Being a linguistically diverse country, India’s native languages lack tools for annotated resources and automated systems for Indic languages Open Information Extraction (OIE) involves the extraction of valuable facts from natural language text in open domains.

Hyderabad: Being a linguistically diverse country, India’s native languages lack tools for annotated resources and automated systems for Indic languages Open Information Extraction (OIE) involves the extraction of valuable facts from natural language text in open domains. One such multilingual OIE tool, known as IndIE, has been developed by five researchers, Ritwik Mishra and Rajiv Ratn Shah (IIIT Delhi), Simranjeet Singh (NSUT Delhi), PonnurangamKumaraguru (IIIT Hyderabad), Pushpak Bhattacharya (IIT Bombay).

To evaluate its effectiveness in the Hindi language, a benchmark called Hindi-BenchIE has been established for the automated assessment of Hindi triples. IndIE has been systematically evaluated against the golden triples extracted from 112 Hindi sentences.

Based on its demonstrated ability to generalise the developed chunker across various natural languages and the utilisation of triple generation rules rooted in common dependency relations shared by the Indic languages like Urdu, Tamil, and Telugu, it is plausible to conjecture that IndIE possesses the potential to generate meaningful triples for sentences in these languages as well.

Speaking to The Hans India, Professor PonnurangamKumaraguru, International Institute of Information Technology, Hyderabad, says, “The number of languages supported by IndIE is limited by the intersection of (languages supported by stanza library) with (languages with significant dependency overlap with Hindi dependency relations), that gives us the following Indic languages: Tamil, Telugu, and Urdu. We don’t recommend IndIE for Marathi because stanza dependency parser tool for Marathi is trained on such data where Marathi words/tokens were further tokenised/broken.
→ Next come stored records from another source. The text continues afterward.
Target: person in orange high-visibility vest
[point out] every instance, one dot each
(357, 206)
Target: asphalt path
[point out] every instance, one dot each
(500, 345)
The primary reason we argue that IndIE will work for Tamil, Telugu, and Urdu is because of high (~96 per cent) overlap of dependency relations between them and Hindi.”

Most common/popular are subject and object dependency relations. When we say subject we meant all its further inflections like nsubj, nsubj:pass, and others. Similarly, for objects. Both of these dependency relations help us identify the head and tail of a triple.

The potential applications of IndIE are similar to the potential applications of any other OIE tool or triple extractor tool i.e. triple extraction is considered as the first step in building a Knowledge Graph (KG) out of unstructured text. Adding further, Professor Kumaraguru says, “There are many OIE methods for English due to which we have a variety of KGs for English.

Since Indic languages don’t have such tools publicly available, our work fills in the gap. A major implication of our work is to be one stop for all the multilingual OIE methods.

Moreover, we are positive that IndIE will initiate many other works in the direction of multilingual OIE.”